# Symbol Search & Explorer Implementation Plan
## Overview
The Symbol Search & Explorer is a powerful symbol search tool that provides advanced filtering, pattern matching, and bulk symbol information retrieval across the entire codebase. It builds upon the existing `get_symbols` tool to provide sophisticated search capabilities that AI agents need to effectively explore and understand large C++ codebases.
**Built on `get_symbols` Foundation:**
This tool extends the proven `get_symbols` infrastructure, leveraging the same clangd LSP integration, build directory management, and workspace/document symbol capabilities.
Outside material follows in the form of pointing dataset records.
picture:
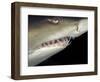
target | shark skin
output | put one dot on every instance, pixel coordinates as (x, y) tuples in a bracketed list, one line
[(51, 36)]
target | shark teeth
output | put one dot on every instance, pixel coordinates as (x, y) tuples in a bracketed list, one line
[(58, 42)]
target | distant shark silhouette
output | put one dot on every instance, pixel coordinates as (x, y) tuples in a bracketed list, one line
[(51, 36)]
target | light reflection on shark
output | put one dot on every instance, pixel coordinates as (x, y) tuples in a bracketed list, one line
[(52, 35)]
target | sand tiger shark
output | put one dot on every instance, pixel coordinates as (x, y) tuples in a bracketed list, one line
[(52, 35)]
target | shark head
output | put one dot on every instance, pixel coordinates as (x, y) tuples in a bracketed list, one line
[(51, 35)]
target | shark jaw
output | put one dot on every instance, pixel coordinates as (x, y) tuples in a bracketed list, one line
[(48, 49)]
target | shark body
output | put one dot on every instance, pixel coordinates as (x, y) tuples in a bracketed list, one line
[(51, 35)]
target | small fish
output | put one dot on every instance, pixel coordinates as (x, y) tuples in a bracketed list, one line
[(51, 35)]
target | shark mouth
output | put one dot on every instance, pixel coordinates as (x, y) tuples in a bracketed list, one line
[(62, 42)]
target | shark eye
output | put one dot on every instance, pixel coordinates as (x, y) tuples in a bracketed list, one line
[(55, 20)]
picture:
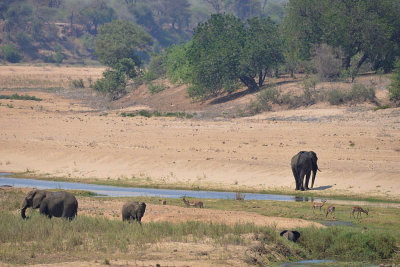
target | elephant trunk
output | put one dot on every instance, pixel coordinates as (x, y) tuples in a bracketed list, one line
[(24, 207), (313, 178)]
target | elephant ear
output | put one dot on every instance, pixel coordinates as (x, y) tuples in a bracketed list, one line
[(314, 155), (38, 198)]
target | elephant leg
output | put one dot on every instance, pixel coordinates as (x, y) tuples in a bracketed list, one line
[(296, 178), (301, 180), (307, 180)]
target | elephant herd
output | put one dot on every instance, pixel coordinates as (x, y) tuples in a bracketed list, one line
[(64, 204)]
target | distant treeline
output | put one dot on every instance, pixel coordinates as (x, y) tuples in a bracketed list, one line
[(56, 30)]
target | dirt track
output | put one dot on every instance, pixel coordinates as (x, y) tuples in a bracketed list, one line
[(358, 148)]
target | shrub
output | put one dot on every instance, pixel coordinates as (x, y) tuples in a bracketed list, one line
[(11, 53), (394, 88), (59, 55), (20, 97), (361, 93), (78, 83), (156, 66), (270, 94), (149, 76), (87, 41), (358, 93), (23, 39), (113, 84), (327, 62), (156, 88), (336, 97)]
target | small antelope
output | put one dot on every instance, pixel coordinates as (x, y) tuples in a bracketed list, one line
[(193, 203), (318, 205), (358, 210), (330, 209)]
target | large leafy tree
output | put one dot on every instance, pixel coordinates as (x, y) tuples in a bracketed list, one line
[(120, 39), (225, 51), (262, 50), (365, 27), (116, 46)]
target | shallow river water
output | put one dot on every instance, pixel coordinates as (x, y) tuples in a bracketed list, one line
[(115, 191)]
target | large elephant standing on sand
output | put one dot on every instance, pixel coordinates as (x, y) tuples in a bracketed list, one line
[(57, 204), (133, 211), (302, 164)]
The key difference is that `get_symbols` returns all symbols (with optional file filtering), while `search_symbols` adds query-based filtering and enhanced result organization.
**Workspace Scope and Limitations:**
- **Workspace Boundary**: Symbol search is limited to the current CMake project workspace
- **Build Directory Requirement**: Requires a valid CMake build directory with `compile_commands.json`
- **Root Criteria**: Workspace root is determined by the CMake project structure and the configured build directory
- **File Scope**: Only C++ files that are part of the CMake compilation database are indexed and searchable
- **Cross-Project**: Does not search across multiple unrelated projects or system headers outside the project
## Workspace Scope and Search Boundaries
### CMake Project Workspace Definition
The symbol search operates within the boundaries of a CMake project workspace, determined by:
1. **Build Directory Root**: The CMake build directory containing `compile_commands.json`
2. **Source Tree**: All source files referenced in the compilation database
3. **Project Headers**: Headers included by project files (both local and system)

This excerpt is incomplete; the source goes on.